WU Qingcong1;CHEN Bai1;ZHANG Zuguo1;LIANG Conghui2;LI Xiong2;WU Hongtao1

1.College of Mechanical and Electrical Engineering，Nanjing University of Aeronautics and Astronautics，Nanjing，210016
2.Tencent Robotics X Lab，Tencent Technology（Shenzhen） Co.，Ltd.，Shenzhen，Guangdong，518000

Online:2021-12-10 Published:2021-12-23

软质肘关节外骨骼的肌力矩估计与神经网络补偿协调控制

吴青聪1;陈柏1;张祖国1;梁聪慧2;黎雄2;吴洪涛1

1.南京航空航天大学机电学院，南京，210016
2.腾讯科技（深圳）有限公司Robotics X实验室，深圳，518000

作者简介:吴青聪，男，1988年生，博士、副教授。研究方向为康复机器人、外骨骼机器人、人机协调控制、生机电系统。E-mail：wuqc@nuaa.edu.cn。
基金资助:
国家自然科学基金（52175014）；
江苏省自然科学基金（BK20211183）；
中央高校基本科研业务费专项资金（NT2020012）；
电子学会-腾讯Robotics X犀牛鸟专项研究计划（2020-01-008）

Abstract

Abstract: In order to assist the patients with hemiplegia to carry out multi-mode elbow rehabilitation training， a soft elbow rehabilitation exoskeleton robot was developed. In addition， a coordination control strategy was proposed based on human muscle torque estimation and adaptive neural network compensation. The surface electromyogram signals were used to identify the motion intention of human and adjust the trajectory of rehabilitation training. The closed-loop control stability of the control algorithm was proved by Lyapunov method. A real-time control experimental platform was established to conduct the trajectory tracking experiments and free active training experiments based on human motion intention. The experimental results show that the proposed control strategy may guarantee the trajectory tracking accuracy in passive training processes. Moreover， the movement trajectory in active training processes may be adjusted based on the motion intention of patients and realize active rehabilitation training with different intensities.
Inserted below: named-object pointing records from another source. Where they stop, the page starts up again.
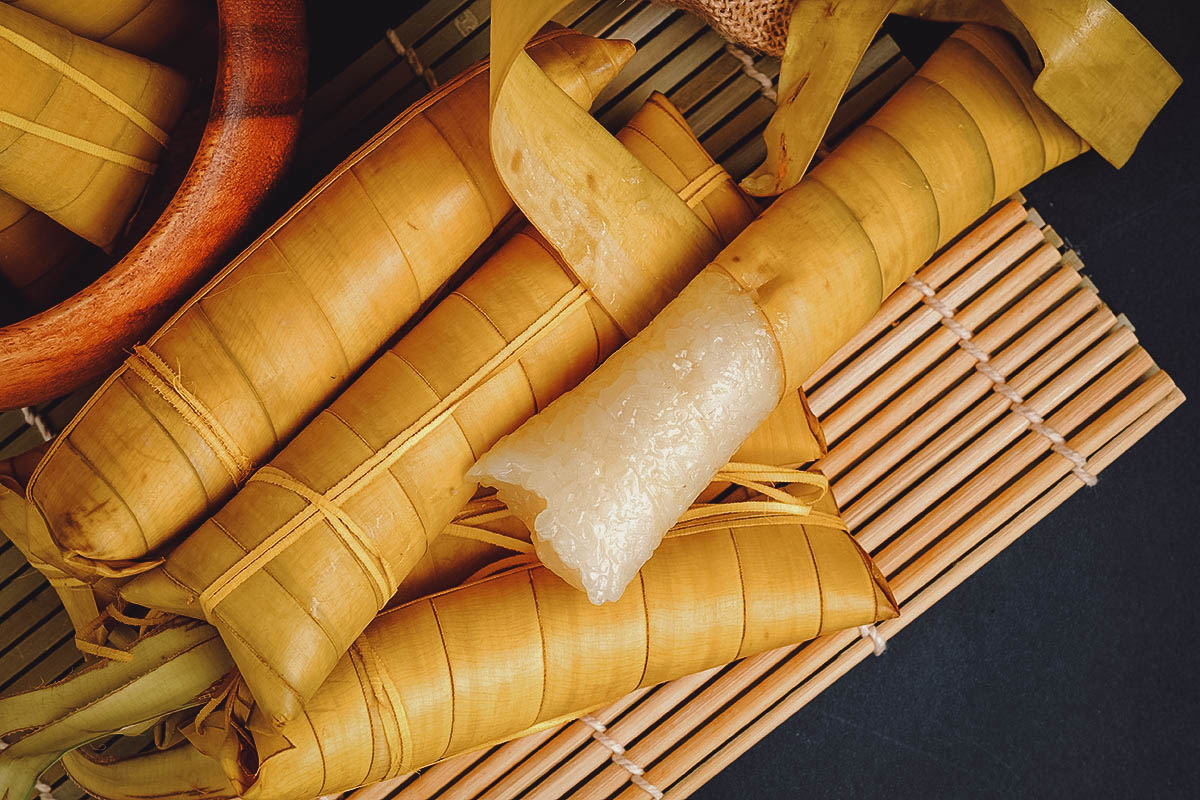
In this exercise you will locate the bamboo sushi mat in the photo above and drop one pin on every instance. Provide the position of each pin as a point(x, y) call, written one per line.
point(983, 395)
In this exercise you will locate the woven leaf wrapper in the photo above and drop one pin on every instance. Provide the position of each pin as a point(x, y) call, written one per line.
point(137, 26)
point(1093, 68)
point(35, 253)
point(965, 132)
point(82, 125)
point(175, 667)
point(321, 537)
point(276, 334)
point(521, 650)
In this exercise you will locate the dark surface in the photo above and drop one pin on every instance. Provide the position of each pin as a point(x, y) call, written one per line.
point(1068, 666)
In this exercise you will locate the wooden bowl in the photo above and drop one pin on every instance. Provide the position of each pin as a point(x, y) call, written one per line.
point(246, 145)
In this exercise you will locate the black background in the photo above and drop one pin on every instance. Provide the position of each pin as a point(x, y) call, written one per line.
point(1068, 666)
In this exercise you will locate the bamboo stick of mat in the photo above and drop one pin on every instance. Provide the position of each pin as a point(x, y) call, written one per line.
point(1073, 326)
point(1002, 221)
point(984, 271)
point(941, 340)
point(959, 366)
point(763, 697)
point(655, 744)
point(910, 329)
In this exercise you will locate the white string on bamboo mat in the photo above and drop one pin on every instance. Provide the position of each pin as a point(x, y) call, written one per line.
point(871, 633)
point(751, 71)
point(36, 421)
point(999, 384)
point(414, 61)
point(600, 733)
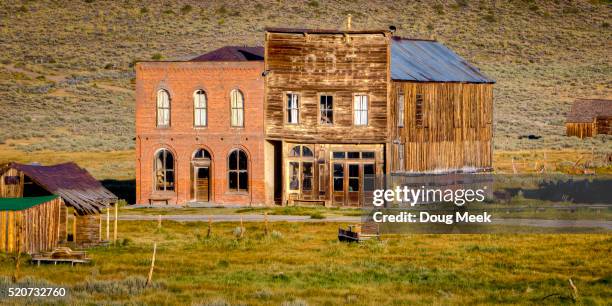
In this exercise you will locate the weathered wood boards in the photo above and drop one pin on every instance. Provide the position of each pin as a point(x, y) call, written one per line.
point(340, 65)
point(451, 129)
point(32, 229)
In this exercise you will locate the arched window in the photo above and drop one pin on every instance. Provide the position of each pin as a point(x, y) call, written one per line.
point(201, 154)
point(199, 107)
point(238, 175)
point(237, 104)
point(163, 108)
point(164, 170)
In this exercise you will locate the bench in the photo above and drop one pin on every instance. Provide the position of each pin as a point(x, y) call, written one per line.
point(160, 198)
point(61, 255)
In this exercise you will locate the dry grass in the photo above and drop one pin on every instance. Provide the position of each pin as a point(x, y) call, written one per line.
point(66, 68)
point(304, 263)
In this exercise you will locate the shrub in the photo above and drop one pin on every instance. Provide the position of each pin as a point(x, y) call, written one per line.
point(317, 215)
point(439, 9)
point(186, 9)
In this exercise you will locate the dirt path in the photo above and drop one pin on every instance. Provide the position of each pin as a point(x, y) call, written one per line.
point(345, 219)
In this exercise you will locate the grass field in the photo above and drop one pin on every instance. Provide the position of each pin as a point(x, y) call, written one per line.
point(304, 264)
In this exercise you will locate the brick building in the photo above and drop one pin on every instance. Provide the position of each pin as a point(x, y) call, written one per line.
point(199, 128)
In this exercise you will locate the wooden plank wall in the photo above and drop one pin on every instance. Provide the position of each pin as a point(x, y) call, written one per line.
point(604, 125)
point(457, 126)
point(32, 230)
point(580, 129)
point(330, 64)
point(11, 190)
point(87, 230)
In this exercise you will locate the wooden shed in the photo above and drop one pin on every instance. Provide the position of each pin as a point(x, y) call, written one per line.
point(441, 110)
point(31, 224)
point(589, 117)
point(84, 197)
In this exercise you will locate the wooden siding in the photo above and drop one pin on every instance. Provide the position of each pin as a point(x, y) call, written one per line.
point(456, 128)
point(11, 190)
point(326, 64)
point(600, 125)
point(31, 230)
point(604, 125)
point(87, 230)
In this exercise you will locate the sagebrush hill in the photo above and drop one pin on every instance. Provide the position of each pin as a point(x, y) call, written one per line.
point(66, 68)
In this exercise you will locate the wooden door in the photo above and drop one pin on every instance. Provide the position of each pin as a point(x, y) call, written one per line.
point(353, 184)
point(202, 184)
point(338, 183)
point(368, 183)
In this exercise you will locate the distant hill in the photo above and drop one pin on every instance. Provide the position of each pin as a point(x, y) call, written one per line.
point(66, 76)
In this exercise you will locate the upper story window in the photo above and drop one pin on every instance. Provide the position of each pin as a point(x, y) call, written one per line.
point(238, 174)
point(293, 108)
point(199, 107)
point(164, 170)
point(237, 105)
point(201, 154)
point(418, 114)
point(360, 110)
point(326, 106)
point(163, 108)
point(400, 109)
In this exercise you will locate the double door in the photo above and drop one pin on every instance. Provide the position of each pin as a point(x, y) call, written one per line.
point(352, 183)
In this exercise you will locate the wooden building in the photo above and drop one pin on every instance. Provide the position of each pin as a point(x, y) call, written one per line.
point(83, 198)
point(589, 117)
point(325, 113)
point(441, 110)
point(30, 225)
point(199, 129)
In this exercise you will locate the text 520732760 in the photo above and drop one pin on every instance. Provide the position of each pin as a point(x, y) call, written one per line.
point(37, 292)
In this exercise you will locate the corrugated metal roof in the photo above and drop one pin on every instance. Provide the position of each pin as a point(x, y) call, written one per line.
point(586, 110)
point(232, 54)
point(430, 61)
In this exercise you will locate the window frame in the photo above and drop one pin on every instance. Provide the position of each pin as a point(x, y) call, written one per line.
point(232, 108)
point(199, 108)
point(401, 109)
point(287, 109)
point(320, 95)
point(419, 117)
point(238, 171)
point(165, 171)
point(366, 110)
point(158, 108)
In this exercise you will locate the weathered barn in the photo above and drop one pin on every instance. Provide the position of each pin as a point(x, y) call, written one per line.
point(441, 110)
point(326, 113)
point(84, 197)
point(589, 117)
point(31, 224)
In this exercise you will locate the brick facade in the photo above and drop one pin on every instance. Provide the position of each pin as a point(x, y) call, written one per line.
point(181, 80)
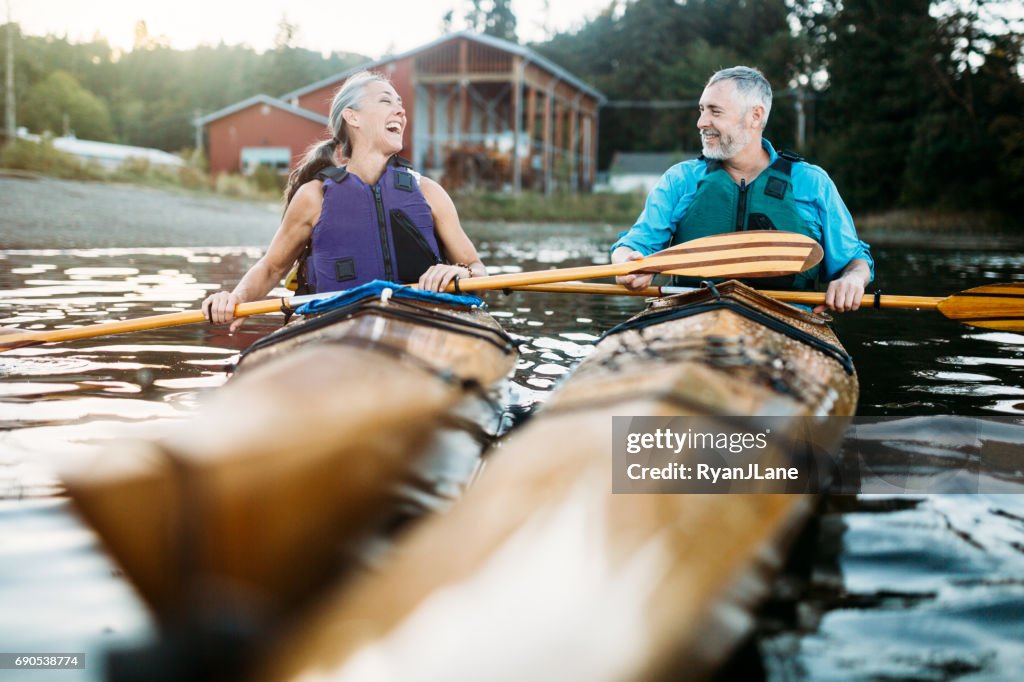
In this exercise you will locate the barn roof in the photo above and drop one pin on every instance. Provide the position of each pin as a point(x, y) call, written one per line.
point(505, 45)
point(262, 99)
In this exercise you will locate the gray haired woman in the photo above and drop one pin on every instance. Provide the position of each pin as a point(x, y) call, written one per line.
point(356, 212)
Key words: soft elbow exoskeleton, muscle torque estimation, adaptive neural network, motion intention, coordination control

摘要： 为辅助偏瘫患者进行多模式肘关节康复训练，研制了一种软质肘关节康复外骨骼机器人，并提出了一种基于人体肌力矩估计与自适应神经网络补偿的协调控制策略。利用表面肌电信号来识别人体的运动意图并调整康复训练轨迹，采用Lyapunov方法证明了控制算法的闭环控制稳定性。搭建了实时控制实验平台，并开展了基于运动意图的轨迹跟踪实验与自由主动训练实验。实验结果表明，所提控制策略能保证被动训练过程的轨迹跟踪精度，并且可以根据患者的运动意图调整主动训练过程的运动轨迹，实现不同强度的主动康复训练。

关键词: 软质肘关节外骨骼, 肌力矩估计, 自适应神经网络, 运动意图, 协调控制

CLC Number:

TP242

WU Qingcong, CHEN Bai, ZHANG Zuguo, LIANG Conghui, LI Xiong, WU Hongtao. Muscle Torque Estimation and Neural Network Compensation Coordination Control of Soft Elbow Exoskeletons[J]. China Mechanical Engineering, 2021, 32(23): 2868-2875.

吴青聪, 陈柏, 张祖国, 梁聪慧, 黎雄, 吴洪涛. 软质肘关节外骨骼的肌力矩估计与神经网络补偿协调控制[J]. 中国机械工程, 2021, 32(23): 2868-2875.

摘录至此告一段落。